Tenant partitioning: In a multi-tenant SaaS context, mixing tenant A and B context raises security and compliance concerns. RadixAttention provides no cryptographic isolation, so in regulated domains (finance, healthcare), the correct design separates tenants at the process or GPU group level, limiting the shared layer to non-sensitive system prompts only.
TTL and eviction: For long-session chat agents, caching intermediate multi-turn KV in a temporary cache and evicting it N minutes after the conversation pauses works well. KGA clients commonly set TTLs of 15–30 minutes to balance memory pressure against re-prefill cost.
Cross-request deduplication: Agent workloads frequently pass the same tool responses to multiple LLM calls. Fingerprinting those tool responses and loading them into the KV tree only once reduces TTFT by 30% or more.

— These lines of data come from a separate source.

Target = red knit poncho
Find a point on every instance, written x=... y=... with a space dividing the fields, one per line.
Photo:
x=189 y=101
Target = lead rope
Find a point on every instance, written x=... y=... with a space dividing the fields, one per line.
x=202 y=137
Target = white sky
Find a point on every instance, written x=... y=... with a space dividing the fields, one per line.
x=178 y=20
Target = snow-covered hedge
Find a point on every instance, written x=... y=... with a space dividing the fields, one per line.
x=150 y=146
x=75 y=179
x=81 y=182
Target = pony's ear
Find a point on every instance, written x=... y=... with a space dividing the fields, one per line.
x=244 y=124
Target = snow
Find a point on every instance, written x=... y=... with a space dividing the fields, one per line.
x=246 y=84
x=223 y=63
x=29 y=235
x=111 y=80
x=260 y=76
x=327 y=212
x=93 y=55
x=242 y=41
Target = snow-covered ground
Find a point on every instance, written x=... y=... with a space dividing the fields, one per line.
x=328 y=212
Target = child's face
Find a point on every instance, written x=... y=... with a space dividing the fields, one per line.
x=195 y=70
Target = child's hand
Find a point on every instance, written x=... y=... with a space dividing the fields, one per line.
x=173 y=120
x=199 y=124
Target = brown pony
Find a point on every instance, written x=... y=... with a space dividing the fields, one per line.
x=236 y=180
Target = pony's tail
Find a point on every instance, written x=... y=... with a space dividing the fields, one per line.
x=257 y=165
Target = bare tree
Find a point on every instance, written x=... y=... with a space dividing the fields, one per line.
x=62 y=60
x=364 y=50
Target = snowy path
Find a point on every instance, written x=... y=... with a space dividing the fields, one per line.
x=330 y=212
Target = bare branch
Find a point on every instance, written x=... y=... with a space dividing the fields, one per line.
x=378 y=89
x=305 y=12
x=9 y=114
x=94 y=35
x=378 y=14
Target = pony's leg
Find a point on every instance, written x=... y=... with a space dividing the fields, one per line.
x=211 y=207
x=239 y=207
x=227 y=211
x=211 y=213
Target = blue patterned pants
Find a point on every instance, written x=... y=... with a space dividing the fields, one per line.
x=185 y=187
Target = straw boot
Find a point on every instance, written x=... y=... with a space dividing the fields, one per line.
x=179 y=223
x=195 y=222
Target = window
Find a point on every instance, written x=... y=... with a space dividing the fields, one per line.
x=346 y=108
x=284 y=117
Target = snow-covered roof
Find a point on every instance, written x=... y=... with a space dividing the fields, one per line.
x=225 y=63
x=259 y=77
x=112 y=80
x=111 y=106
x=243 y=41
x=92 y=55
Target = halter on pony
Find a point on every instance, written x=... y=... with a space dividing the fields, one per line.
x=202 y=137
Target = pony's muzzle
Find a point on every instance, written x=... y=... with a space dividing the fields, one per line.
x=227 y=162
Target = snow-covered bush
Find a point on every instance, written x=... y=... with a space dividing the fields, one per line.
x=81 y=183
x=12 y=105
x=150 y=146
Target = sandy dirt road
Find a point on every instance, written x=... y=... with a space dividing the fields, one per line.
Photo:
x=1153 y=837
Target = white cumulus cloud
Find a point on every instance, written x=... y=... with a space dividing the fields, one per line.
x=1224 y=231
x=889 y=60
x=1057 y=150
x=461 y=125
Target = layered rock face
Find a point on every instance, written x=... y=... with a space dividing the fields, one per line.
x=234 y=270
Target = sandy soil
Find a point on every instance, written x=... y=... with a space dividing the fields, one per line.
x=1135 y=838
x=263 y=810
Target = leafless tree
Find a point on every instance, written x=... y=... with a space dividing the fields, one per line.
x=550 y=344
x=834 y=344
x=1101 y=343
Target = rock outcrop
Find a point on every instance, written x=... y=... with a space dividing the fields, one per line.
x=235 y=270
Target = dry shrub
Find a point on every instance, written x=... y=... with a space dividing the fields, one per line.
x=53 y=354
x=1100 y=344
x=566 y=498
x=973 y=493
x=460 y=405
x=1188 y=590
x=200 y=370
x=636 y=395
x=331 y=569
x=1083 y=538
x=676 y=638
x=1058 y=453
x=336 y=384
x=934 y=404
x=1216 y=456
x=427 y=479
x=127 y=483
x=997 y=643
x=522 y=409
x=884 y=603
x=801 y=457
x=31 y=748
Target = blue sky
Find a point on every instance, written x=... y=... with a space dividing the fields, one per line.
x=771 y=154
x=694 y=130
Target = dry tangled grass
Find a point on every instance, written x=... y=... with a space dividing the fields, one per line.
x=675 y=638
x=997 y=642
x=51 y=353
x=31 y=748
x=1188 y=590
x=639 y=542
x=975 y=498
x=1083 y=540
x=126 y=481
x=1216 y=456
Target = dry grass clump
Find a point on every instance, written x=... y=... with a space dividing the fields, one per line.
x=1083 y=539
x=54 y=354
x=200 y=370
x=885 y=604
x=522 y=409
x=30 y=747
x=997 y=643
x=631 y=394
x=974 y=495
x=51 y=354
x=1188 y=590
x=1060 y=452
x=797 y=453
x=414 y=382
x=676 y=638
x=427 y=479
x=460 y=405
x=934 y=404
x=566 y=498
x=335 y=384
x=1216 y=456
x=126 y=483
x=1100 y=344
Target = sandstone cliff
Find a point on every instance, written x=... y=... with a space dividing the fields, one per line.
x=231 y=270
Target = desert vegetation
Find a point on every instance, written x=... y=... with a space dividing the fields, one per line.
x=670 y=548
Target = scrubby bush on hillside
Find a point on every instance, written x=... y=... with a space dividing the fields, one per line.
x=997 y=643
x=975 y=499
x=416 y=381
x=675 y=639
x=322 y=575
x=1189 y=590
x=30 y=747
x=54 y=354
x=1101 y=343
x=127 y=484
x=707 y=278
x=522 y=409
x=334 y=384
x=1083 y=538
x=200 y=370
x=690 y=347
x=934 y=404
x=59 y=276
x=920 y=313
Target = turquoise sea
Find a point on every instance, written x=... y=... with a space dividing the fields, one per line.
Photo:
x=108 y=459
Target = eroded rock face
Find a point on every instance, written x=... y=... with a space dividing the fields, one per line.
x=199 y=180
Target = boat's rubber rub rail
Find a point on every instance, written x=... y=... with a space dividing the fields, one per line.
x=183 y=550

Configuration Example: vLLM + Chunked Prefill + Prefix Caching
```python llm = LLM( model="Qwen/Qwen3-72B-Instruct", tensor_parallel_size=8, kv_cache_dtype="fp8", enable_prefix_caching=True, enable_chunked_prefill=True, max_num_batched_tokens=8192, max_num_seqs=256, gpu_memory_utilization=0.92, block_size=16, preemption_mode="recompute", ) ```
Setting `max_num_seqs` too high causes frequent swap due to memory pressure. In practice, back-calculate from peak QPS and p99 output length: `QPS_peak × p99_output_length / expected_decode_rate` is roughly the upper bound in KGA's experience.
Conclusion
Batching strategy in 2026 is not a matter of choosing one of five techniques. The correct answer is to enable all of them and tune the parameters to your SLO. To protect TTFT: chunked prefill and RadixAttention. To protect ITL: chunked prefill and sorted batching. To maximize throughput: continuous batching and PagedAttention. To protect tenant isolation: hard partitioning and tenant-aware eviction. Designing around these four axes, an 8× H200 SXM system running a 70B model can realistically target aggregate 2,500 tok/s and p99 TTFT under 400ms.